Cannes. Hollywoodstar spricht in Cannes über die Rolle im NSU-Thriller, der Regisseur selbst über Rassismus
Für Schauspielerin Diane Kruger war die Arbeit an Fatih Akins NSU-Drama eine große Herausforderung. „Dies ist eine Rolle, die mich ziemlich verängstigt hat“, sagte die 40-Jährige am Freitag beim Filmfest Cannes. „Fatih hat mich gebeten, ins Unbekannte zu springen.“ Akins „Aus dem Nichts“ erzählt von einer Frau, die bei einem Bombenanschlag durch Neonazis ihre Familie verliert. Kruger spielt die Hauptrolle.
Fast täglich gebe es mittlerweile Nachrichten über Terroranschläge, sagte die Schauspielerin. „Man hört aber nie über die Menschen, die zurückbleiben.“ Sie habe sich gefragt, wie man mit dieser Ungerechtigkeit zurechtkommen könne.
Es ist das erste Mal, dass die im niedersächsischen Hildesheim geborene Kruger auf Deutsch drehte. Bisher war die 40-Jährige häufig in Hollywoodgroßproduktionen wie „Troja“ zu sehen. „Aus dem Nichts“ ist einer von 19 Beiträgen im diesjährigen Cannes-Wettbewerb und feierte am Freitag Premiere. Derweil sprach der deutsche Filmemacher Akin, der in Hamburg als Sohn türkischer Einwanderer geboren wurde und in Ottensen lebt, anlässlich seines Cannes-Auftritts über seine persönliche Betroffenheit, was das Thema „NSU“ angeht. „Ich fand sehr skandalös, dass die Ermittler davon ausgingen, dass die Opfer und ihre Familien irgendwie Dreck am Stecken hatten – einfach aufgrund der Herkunft“, sagte er zu der langjährigen Annahme, dass die NSU-Opfer eine Mitschuld an den Morden trugen. „Das ist Rassismus“, so Akin. Für ihn sei das fast genauso schlimm wie die Ermordung.
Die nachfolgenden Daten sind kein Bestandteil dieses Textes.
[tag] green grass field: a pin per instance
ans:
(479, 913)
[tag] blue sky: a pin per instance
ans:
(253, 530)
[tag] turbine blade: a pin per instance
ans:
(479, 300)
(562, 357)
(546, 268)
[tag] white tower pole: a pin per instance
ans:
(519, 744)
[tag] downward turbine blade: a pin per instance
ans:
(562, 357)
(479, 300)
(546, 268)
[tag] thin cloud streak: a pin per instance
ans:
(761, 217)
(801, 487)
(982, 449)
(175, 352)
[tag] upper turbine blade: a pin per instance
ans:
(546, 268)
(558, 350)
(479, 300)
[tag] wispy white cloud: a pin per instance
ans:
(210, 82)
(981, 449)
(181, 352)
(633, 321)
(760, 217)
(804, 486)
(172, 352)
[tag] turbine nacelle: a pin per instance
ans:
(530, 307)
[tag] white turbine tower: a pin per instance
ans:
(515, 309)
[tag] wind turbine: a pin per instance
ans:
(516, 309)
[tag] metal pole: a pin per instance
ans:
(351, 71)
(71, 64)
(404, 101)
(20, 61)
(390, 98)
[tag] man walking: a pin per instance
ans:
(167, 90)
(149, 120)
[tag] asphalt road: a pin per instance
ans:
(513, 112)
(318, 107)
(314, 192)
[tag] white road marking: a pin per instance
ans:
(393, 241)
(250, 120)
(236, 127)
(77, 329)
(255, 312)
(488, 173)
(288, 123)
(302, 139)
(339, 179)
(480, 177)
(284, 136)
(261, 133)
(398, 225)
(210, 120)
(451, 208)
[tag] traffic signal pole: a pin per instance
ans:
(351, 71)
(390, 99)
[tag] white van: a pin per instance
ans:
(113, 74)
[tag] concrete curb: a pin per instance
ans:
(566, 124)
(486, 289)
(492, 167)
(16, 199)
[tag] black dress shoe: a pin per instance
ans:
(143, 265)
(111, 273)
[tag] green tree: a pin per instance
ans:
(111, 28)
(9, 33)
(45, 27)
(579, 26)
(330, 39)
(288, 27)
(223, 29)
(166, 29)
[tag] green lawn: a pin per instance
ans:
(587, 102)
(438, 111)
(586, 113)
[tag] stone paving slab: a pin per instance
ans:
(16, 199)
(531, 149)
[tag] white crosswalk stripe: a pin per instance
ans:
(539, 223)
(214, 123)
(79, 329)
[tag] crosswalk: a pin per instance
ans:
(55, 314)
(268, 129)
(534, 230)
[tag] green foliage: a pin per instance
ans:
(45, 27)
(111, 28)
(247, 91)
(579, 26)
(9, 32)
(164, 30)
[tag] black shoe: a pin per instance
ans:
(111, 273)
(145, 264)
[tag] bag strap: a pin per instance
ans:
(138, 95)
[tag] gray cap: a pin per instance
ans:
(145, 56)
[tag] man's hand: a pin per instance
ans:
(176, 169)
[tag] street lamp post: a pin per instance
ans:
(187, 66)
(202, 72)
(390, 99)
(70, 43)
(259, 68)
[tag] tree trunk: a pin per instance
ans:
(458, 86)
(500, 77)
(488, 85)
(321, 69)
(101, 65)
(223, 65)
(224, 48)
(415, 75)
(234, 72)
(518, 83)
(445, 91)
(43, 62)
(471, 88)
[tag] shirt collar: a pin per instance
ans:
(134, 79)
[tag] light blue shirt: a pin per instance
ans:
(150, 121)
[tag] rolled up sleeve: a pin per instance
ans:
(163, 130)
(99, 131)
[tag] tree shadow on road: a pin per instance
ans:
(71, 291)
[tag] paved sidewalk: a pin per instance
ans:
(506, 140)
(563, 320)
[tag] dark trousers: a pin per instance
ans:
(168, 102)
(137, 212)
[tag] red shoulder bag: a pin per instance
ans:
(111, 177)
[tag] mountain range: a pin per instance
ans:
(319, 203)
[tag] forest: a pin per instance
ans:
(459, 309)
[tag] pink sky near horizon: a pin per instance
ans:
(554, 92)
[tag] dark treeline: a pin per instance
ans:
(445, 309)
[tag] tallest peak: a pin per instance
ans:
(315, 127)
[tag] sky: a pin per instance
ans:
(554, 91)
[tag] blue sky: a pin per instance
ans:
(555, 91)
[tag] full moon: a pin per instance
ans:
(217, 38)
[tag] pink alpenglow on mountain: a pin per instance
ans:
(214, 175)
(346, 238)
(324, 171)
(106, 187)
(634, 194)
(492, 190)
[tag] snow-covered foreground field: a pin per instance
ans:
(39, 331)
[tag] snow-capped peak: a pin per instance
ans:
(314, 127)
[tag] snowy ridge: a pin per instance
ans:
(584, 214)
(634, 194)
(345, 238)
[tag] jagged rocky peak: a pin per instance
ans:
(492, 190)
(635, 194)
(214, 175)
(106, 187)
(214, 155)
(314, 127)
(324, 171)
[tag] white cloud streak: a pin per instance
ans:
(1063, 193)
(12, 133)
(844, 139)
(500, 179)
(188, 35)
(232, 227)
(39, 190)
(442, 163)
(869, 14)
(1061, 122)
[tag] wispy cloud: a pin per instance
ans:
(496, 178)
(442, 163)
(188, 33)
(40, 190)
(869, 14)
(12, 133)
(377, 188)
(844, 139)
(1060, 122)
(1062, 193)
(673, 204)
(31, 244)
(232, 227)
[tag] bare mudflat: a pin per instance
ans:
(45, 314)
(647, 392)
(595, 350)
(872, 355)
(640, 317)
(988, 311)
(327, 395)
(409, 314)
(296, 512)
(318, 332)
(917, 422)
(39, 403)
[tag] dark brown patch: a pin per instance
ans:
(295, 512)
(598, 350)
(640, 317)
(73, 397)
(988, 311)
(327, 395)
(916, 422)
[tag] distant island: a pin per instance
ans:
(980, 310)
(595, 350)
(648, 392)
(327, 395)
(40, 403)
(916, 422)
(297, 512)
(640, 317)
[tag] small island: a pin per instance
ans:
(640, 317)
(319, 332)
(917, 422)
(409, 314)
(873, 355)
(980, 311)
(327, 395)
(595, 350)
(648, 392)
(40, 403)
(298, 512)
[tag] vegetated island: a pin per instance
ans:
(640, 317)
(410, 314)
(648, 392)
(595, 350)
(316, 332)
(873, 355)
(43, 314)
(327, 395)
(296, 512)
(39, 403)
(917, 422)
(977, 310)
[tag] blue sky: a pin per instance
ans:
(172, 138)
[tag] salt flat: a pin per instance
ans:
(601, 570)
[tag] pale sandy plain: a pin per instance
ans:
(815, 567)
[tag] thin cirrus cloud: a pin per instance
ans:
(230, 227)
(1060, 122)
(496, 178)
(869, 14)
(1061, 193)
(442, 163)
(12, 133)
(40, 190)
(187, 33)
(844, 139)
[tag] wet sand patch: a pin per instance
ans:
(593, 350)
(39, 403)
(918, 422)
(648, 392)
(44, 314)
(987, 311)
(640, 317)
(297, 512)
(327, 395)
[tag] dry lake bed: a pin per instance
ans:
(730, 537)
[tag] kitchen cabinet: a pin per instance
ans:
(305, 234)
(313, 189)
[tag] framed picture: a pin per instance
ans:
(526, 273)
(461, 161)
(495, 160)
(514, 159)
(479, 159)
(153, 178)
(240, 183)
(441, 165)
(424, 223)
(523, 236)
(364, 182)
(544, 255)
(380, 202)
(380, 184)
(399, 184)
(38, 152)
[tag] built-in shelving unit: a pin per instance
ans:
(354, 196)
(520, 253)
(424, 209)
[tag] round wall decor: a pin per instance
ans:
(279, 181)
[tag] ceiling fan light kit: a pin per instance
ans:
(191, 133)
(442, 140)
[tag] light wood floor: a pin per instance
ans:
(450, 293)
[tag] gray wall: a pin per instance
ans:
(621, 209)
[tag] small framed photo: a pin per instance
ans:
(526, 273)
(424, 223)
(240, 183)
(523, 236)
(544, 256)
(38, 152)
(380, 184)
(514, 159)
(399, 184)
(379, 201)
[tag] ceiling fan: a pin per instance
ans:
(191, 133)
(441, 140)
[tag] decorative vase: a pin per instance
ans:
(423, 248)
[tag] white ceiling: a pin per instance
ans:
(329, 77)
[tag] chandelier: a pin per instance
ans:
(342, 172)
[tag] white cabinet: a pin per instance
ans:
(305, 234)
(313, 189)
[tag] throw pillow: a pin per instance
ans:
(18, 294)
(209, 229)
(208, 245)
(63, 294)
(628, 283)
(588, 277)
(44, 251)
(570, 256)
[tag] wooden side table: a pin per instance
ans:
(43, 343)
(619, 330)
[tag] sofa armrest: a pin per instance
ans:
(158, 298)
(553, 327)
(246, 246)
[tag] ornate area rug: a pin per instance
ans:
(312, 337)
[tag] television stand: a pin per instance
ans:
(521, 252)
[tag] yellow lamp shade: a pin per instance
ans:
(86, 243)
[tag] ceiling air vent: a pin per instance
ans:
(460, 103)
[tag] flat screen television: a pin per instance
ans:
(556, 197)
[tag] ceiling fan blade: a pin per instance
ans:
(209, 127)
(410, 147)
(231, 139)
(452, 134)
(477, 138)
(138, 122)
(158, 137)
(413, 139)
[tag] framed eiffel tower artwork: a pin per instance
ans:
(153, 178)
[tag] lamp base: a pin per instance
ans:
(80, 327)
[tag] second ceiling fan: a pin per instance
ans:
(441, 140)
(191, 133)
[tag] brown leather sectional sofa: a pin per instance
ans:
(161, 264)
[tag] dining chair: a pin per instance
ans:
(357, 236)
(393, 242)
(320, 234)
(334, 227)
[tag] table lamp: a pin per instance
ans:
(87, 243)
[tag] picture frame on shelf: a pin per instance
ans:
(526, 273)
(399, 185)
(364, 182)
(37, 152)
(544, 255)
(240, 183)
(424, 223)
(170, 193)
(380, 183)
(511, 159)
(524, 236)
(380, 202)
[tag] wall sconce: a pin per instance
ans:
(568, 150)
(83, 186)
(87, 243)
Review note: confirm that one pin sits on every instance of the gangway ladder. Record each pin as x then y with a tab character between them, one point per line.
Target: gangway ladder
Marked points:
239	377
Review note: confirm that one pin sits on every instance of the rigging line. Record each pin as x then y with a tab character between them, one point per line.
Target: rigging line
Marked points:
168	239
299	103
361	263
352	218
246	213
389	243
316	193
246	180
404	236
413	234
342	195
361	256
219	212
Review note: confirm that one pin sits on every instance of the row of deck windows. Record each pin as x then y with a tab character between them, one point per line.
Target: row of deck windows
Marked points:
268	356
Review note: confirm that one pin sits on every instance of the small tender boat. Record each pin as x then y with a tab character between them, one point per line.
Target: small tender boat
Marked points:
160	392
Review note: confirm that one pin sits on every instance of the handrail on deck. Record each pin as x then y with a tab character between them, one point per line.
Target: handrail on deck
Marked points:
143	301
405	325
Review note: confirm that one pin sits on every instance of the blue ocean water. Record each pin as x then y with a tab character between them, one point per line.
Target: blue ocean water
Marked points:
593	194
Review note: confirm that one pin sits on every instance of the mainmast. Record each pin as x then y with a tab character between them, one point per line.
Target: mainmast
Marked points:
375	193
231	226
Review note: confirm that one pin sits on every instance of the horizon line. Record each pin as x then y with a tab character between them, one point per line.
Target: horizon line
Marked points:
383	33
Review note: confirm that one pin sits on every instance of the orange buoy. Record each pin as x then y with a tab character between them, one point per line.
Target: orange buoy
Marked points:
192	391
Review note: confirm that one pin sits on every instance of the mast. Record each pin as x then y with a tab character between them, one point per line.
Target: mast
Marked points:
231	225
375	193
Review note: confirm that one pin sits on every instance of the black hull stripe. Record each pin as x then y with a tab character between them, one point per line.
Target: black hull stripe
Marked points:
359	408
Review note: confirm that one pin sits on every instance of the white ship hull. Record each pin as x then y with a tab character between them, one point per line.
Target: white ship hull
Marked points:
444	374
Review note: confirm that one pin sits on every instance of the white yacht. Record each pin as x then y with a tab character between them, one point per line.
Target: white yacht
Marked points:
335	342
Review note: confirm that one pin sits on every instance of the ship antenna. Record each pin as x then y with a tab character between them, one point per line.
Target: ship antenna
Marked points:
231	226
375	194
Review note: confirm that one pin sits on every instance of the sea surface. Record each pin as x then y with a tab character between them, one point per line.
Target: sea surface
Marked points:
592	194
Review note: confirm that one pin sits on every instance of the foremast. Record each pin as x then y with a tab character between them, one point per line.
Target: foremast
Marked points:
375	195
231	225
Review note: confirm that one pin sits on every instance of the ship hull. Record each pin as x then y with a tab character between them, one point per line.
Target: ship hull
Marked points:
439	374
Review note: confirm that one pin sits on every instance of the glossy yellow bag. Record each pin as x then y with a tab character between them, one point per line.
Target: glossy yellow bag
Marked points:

„Als jemand mit türkischem, mit ausländischem Hintergrund hatte ich da schon das Gefühl, dass mich das persönlich angeht. Das hätte auch mich treffen können“, sagte Akin weiter. Die Entscheidung, ob Akin einen der begehrten Cannes-Preise (Goldene Palme, Großer Preis der Jury) gewinnt, wird am Sonntag bekannt gegeben. Gesprächsthema in Südfrankreich war auch der mexikanische Erfolgsregisseur Alejandro González Iñárritu („Birdman“). Der Oscar-Preisträger präsentierte den ersten Virtual-Reality-Film, „Carne y Arena“ (etwa: „Fleisch und Sand“), mit dem der Zuschauer die Flucht über die mexikanische Grenze quasi selbst durchlebt. Er dauert nur sieben Minuten, für die Realisierung haben Iñárritu und Kameramann Emmanuel Lubezki jedoch vier Jahre gebraucht. Der Kurzfilm beruht auf Erfahrungen von Menschen, die es geschafft haben, über die Stacheldrahtzäune von Mexiko in die USA zu fliehen. Laut Experten sind seit Mitte der 90er-Jahre mehr als 11.000 Männer, Frauen und Kinder aus Zentralamerika bei dem Versuch gestorben, in Amerika das erhoffte bessere Leben zu finden.